The years in North Carolina were not successful for her, as the police started busting the clubs she would perform in and shut them down. When she wasn't performing she was working as a waitress at her mother-in-law's restaurant. By 1984, she was singing in a club and was singing country music for a change of the rock she would normally perform. There was a new generation of artists in Nashville, singers like Ricky Skaggs and Emmylou Harris who were changing the traditions of country music.
According to Loveless, "...I learned so much about what to feel in a song from those years of playing those clubs. I was saddened sometimes because I thought 'I left Nashville, I left all that for this? What happened to me? What is wrong with me?' But I think what was happening was that I was beginning to find... me. Find who I really was. And what kind of person I was inside and out. I still believe to this day it happened the way it was supposed to happen."

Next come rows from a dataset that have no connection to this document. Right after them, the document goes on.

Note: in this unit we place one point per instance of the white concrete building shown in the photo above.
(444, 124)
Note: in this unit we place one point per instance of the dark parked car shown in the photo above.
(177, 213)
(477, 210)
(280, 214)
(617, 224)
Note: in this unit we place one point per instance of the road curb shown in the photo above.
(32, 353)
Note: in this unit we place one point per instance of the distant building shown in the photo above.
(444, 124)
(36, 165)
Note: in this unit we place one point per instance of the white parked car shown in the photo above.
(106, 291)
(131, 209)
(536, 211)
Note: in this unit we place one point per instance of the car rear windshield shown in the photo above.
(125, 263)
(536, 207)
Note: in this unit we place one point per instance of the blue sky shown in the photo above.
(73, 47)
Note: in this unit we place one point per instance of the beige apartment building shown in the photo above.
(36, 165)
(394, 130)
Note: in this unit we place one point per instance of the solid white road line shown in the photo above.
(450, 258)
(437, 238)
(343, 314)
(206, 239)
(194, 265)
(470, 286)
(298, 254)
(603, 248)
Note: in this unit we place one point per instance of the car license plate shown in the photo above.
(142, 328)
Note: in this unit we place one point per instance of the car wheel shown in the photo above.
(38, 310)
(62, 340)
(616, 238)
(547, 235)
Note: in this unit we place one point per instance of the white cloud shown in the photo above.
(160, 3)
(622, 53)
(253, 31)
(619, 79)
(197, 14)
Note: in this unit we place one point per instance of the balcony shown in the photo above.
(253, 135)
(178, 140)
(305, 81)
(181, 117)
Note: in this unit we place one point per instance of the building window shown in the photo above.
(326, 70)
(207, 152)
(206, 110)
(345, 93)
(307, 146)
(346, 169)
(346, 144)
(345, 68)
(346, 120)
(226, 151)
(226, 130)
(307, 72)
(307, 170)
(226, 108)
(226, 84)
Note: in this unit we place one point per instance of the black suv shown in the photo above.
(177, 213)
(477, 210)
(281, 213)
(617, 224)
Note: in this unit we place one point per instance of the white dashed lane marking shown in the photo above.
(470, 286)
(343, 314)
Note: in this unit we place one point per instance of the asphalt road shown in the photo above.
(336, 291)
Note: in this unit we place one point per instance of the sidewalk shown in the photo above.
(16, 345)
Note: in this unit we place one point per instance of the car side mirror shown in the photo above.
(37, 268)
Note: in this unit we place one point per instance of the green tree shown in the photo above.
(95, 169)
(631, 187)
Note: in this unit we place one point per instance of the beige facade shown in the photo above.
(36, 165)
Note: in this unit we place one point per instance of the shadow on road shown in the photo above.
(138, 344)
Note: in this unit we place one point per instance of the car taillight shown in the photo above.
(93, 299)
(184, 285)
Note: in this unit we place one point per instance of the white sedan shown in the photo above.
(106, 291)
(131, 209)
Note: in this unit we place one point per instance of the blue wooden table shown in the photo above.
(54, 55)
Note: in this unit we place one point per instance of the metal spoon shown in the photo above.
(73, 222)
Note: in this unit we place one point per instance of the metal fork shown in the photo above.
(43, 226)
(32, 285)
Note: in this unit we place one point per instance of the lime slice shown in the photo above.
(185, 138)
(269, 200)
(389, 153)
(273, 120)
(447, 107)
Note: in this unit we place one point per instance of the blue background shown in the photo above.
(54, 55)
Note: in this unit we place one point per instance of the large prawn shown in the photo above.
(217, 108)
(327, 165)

[edit] Return to Nashville
In April 1985, Loveless felt her marriage to Terry Lovelace was ending (they eventually divorced amicably in 1986). She contacted her brother Roger to help her get back to Nashville. After being in the rock 'n' roll scene for so long she felt completely out of the country-music loop but wanted to sing country music again. Roger Ramey helped his sister cut a five-song demo tape, one of them being a rough cut of her self-penned song "I Did", which Loveless first wrote as a teenager, then later included on her first album. Roger Ramey then began to spread the word around about her talent. She and her brother disagreed about including "I Did" on the demo tape. Loveless didn't believe the song was good enough, but Roger argued that it would be what got her a contract. Once the demo was finished, Roger started trying to get her a recording contract with a major label in Nashville.
Roger Ramey sent the demo tape out to every major label in Nashville, and was met with a solid wall of rejection by them all. After a month of not getting anywhere, out of desperation to help his sister, he decided to take a chance with MCA Nashville. MCA, being the industry leader at the time was his first choice of labels. Taking a cassette of the five song demo of Loveless, Roger bluffed his way past the receptionist of Tony Brown, the head of A&R (Artist & Repertoire – in charge of finding and developing new talent) by pretending to be someone else who was late for an appointment.
As soon as they met, Roger told Brown him he had the "best girl singer to ever come to Nashville". Tony Brown said he'd give Roger 30 seconds to sell him, and he quickly played the tape of Patty singing "I Did". Brown listened to the entire five-song tape, and asked Roger to leave it with him so he could play it for some other execs and get back to him. Roger refused and told Brown that he wanted a commitment that day, and if he didn't want her on MCA, he knew another label that did.
With Roger Ramey waiting in his office, Brown took the tape to Jimmy Bowen, President of MCA Nashville at the time. Hearing the tape, Bowen wasn't impressed with Loveless, but told Brown to go ahead and sign her, but only to a short-term, singles-only recording contact.